Sure, over the years my heart has been broken. How can your heart not break when you lose a loved one, or when a child suffers or even when somebody’s beloved pet gets hit by a car? But broken hearts are what give us strength and understanding and compassion. A heart never broken is pristine and sterile and will never know the joy of being imperfect.
I am so blessed to have lived long enough to have my hair turning gray and to have my youthful laughs be forever etched into deep grooves on my face. So many have never laughed and so many have died before their hair could turn silver.
As you get older, it is easier to be positive. You care less about what other people think. I don’t question myself any more. I’ve even earned the right to be wrong.
So, to answer your question, I like being old. It has set me free. I like the person I have become. I am not going to live forever, but while I am still here, I will not waste time lamenting what could have been or worrying about what will be.
And I shall eat dessert every single day (If I feel like it).
Here’s some advice on the subject of nutrition:
1. The Japanese eat very little fat and suffer fewer heart attacks than the British or Americans.
2. Mexicans eat a lot of fat and suffer fewer heart attacks than the British or Americans.
3. The Japanese drink very little red wine and suffer fewer heart attacks than the British or Americans.
4. The Italians drink excessive amounts of red wine and suffer fewer heart attacks than the British or Americans.
5. The Germans drink lots of beer and eat lots of sausage and lots of fats and suffer fewer heart attacks than the British and Americans.
The obvious conclusion:
Eat and drink what you like, speaking English is apparently what kills you.

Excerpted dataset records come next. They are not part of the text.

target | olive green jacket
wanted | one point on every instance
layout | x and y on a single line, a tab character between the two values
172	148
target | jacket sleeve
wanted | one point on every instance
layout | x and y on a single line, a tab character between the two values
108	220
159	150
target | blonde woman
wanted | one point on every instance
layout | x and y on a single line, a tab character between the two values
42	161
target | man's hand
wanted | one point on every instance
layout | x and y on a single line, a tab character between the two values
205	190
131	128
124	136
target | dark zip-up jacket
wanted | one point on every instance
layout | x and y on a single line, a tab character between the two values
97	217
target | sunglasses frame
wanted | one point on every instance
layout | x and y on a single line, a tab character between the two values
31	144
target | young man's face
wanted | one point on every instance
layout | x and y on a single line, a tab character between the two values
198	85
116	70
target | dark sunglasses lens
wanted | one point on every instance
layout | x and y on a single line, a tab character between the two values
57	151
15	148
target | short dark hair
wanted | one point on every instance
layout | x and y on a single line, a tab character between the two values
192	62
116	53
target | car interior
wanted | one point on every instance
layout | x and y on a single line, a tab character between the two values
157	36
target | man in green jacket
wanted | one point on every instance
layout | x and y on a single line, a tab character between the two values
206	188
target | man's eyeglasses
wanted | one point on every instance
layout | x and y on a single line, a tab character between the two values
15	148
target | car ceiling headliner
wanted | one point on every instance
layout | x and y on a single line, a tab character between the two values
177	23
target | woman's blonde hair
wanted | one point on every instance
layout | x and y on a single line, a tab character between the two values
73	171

When you go into court, you are putting your fate into the hands of
12 people who weren’t smart enough to get out of jury duty.

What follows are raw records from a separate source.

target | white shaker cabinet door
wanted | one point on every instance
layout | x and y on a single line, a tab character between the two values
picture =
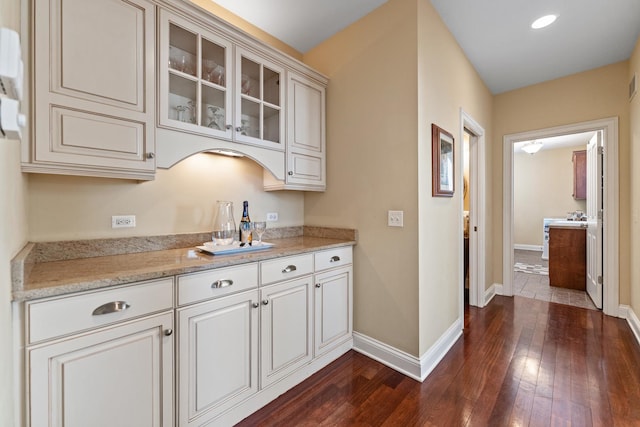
333	309
118	376
286	328
218	356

This was in the news yesterday. A woman who lives in Fargo was weed-eating her lawn. She accidentally cut off the tail of her favorite cat.
She rushed her cat, along with the tail, over to the new Super Wal-Mart!
You might ask, why Wal-Mart?
Wal-Mart is the largest retailer in town!
The Lone Ranger and Tonto went camping in the desert. After they got their tent all set up, both men fell sound asleep. Some hours later, Tonto wakes the Lone Ranger and says, "Kemo Sabe, look towards sky.
What you see?"
The Lone Ranger replies, "I see millions of stars."
"What that tell you?" asked Tonto.
The Lone Ranger ponders for a minute then says, "Astronomically speaking, it tells me there are millions of galaxies. Time wise, it appears to be approximately a quarter past three in the morning.
Theologically, the Lord is all powerful and we are small and insignificant. Meteorologically, it seems we will have a beautiful day tomorrow. What’s it tell you, Tonto?"
"You dumber than buffalo poop! Someone stole tent."